Instead, he said, he’d like to see a current incentive program, which pays volunteers $50 for six-hour shifts, continue to be funded.
It’s important that "whenever someone calls 911, there’s someone out the door immediately," Schuster said.
The approximately $96,000 it costs to fund this incentive program is considerably less than adding staff, he said.
Schuster also said many people in town have the mistaken idea that because there’s a State Police barracks in Colchester, there are "50 state troopers available at any given time to break down doors and solve crimes" in town.
In fact, the troopers are responsible for emergencies in surrounding towns as well, Schuster said, and they are going to respond to the most life-threatening calls before they respond to a report of a car break-in, for example.
He also said data indicates that the biggest spike in burglaries in town, specifically those at places of business, are at 7 a.m. Or at least, that’s when they’re reported because, "that’s when business owners open up shop and discover the burglary," Schuster said.
Local police are not on duty after midnight, he said.
"So, it may be time for us to talk about 24/7 police coverage, which is something that was recommended by a task force back in 2007," Schuster said.
Responding to a question from the group about whether there are drug dealers in Colchester, Schuster said yes, and cited a recent arrest during which police found heroin, firearms and $1,000.

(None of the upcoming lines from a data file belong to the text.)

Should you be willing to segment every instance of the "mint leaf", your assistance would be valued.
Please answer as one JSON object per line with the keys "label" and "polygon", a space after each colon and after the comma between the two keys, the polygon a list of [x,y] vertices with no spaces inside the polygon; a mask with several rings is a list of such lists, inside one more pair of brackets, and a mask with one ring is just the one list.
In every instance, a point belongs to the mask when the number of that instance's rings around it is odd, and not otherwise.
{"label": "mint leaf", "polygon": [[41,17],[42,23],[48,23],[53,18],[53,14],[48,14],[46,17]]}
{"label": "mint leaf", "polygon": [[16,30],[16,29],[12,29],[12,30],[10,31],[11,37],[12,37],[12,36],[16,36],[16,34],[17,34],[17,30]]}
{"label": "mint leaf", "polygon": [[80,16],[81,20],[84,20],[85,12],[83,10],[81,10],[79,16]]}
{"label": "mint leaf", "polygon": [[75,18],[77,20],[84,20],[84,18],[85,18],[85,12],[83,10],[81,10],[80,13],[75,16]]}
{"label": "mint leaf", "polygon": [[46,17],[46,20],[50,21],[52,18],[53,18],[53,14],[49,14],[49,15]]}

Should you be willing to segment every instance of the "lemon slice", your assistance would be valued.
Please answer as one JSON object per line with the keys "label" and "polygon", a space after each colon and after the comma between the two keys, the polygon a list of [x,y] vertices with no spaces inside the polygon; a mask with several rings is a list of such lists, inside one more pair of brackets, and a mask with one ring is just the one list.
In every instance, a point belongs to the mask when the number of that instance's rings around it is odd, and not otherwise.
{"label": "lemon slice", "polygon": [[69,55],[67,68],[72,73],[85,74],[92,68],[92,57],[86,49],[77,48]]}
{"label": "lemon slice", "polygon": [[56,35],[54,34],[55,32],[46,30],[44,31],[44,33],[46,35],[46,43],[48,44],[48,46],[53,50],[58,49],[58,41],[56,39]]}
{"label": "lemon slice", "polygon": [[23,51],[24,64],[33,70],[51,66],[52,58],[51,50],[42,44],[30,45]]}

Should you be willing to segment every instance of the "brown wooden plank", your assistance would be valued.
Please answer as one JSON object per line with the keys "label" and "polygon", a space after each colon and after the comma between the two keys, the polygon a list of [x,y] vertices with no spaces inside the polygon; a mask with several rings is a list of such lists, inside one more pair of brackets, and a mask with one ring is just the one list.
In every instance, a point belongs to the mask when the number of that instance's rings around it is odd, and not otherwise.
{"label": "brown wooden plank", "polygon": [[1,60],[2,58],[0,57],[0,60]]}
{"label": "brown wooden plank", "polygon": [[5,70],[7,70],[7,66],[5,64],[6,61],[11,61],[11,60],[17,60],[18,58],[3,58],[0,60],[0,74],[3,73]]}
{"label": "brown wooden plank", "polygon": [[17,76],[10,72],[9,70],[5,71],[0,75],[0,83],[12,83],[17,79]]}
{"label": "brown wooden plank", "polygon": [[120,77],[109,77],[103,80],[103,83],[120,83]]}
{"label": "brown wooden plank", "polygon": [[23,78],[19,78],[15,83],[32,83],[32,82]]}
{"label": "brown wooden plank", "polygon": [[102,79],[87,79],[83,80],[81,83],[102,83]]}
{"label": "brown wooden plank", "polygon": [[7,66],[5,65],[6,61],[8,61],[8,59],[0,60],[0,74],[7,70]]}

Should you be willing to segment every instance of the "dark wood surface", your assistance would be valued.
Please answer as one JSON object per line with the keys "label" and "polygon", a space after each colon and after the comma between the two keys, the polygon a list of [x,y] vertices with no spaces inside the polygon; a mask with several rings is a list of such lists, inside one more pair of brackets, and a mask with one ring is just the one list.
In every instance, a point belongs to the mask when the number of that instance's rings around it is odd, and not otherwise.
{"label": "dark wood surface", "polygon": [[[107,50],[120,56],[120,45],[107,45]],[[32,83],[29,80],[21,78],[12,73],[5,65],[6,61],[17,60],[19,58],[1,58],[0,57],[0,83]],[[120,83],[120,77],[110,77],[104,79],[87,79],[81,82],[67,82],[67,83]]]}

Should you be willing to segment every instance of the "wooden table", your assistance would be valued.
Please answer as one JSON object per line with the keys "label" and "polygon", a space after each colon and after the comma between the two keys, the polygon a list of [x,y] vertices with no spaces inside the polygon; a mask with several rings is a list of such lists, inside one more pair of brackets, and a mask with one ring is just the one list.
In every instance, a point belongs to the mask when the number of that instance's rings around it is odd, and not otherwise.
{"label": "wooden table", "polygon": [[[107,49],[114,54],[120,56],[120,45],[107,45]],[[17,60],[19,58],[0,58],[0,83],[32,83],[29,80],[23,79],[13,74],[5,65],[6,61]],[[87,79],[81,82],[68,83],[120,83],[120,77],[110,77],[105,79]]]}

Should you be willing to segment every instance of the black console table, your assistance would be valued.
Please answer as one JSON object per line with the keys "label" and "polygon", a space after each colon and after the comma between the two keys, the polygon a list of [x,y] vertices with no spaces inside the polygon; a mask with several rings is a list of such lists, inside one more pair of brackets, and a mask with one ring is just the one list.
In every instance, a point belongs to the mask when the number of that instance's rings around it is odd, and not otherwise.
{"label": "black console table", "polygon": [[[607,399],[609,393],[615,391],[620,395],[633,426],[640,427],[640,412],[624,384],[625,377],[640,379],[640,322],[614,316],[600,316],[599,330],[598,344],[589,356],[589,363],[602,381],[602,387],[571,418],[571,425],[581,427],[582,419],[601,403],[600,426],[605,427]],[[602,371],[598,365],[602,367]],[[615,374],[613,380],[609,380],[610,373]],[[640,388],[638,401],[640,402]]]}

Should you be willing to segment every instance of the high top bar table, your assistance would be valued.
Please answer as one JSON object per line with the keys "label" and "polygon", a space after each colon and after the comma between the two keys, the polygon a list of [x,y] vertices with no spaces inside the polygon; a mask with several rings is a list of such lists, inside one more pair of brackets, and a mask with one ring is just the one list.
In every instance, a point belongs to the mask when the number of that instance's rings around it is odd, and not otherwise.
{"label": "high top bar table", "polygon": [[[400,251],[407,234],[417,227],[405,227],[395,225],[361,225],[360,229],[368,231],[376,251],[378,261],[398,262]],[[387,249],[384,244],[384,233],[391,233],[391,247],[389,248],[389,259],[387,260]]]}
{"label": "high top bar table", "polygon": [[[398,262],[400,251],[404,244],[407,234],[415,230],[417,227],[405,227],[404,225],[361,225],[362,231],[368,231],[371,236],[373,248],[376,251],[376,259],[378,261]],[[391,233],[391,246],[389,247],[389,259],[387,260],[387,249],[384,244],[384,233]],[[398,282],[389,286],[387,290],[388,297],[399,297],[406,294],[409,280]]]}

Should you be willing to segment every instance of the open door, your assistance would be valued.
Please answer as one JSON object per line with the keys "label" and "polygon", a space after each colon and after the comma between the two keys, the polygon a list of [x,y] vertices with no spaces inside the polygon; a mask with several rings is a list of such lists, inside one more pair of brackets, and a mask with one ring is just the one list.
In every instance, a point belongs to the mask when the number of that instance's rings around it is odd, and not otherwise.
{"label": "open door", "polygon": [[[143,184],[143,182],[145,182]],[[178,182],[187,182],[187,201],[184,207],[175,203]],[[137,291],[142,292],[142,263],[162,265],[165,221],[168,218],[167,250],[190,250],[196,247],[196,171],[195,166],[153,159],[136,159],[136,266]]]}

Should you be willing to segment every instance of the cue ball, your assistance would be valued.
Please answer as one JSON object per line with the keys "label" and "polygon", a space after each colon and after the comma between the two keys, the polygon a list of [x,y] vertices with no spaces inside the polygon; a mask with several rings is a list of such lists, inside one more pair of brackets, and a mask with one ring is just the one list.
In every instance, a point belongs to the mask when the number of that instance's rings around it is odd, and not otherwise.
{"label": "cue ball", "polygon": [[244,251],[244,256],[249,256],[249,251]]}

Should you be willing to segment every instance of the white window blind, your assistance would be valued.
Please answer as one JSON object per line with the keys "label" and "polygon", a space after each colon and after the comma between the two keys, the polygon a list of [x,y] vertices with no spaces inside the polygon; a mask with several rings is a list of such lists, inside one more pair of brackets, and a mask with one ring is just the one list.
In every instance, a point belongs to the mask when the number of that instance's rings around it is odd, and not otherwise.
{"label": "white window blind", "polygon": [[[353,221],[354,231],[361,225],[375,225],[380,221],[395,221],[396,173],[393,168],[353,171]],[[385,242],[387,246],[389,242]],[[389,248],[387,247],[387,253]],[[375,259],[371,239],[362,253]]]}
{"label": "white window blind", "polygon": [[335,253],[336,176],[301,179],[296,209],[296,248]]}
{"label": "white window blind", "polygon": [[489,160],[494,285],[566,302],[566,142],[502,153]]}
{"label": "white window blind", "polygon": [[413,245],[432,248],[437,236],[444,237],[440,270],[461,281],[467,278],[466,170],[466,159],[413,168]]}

Schuster also talked about crimes related to drug use. "Heroin is one of the cheapest drugs available," he said, and it can be found everywhere, not just in urban areas.
Laws and enforcement of those laws are not enough, Schuster said. "Just going after drug dealers doesn’t solve the problem, it’s the community that owns this," he said.
People need to reach out to those in their own community that they know are at risk or who already are struggling with addiction. "It’s not just kids, and it impacts everyone," he said.
"I know we don’t talk about it much, but we have overdoses and deaths… the last overdose was an hour ago," he said.
There was discussion about whether police coverage could be improved through scheduling changes.
Schuster said there currently are 11 officers covering Colchester – including two administrators and the school resource officer – and that regulations require two officers to be on duty for each shift.
He also said officers are contracted to work five days on, three days off.
Currently, officers do work later hours during the summer, but any additional changes would require negotiating, "and we would have to pay for it," Schuster said.
In his town update, Schuster also mentioned new businesses coming to town.
He said he expects the opening of Tractor Supply in Colchester to kick off an expansion in the south side of town, once utilities are in place.
Other new businesses include a frozen yogurt franchise and in the spring, a Dollar General store, he said.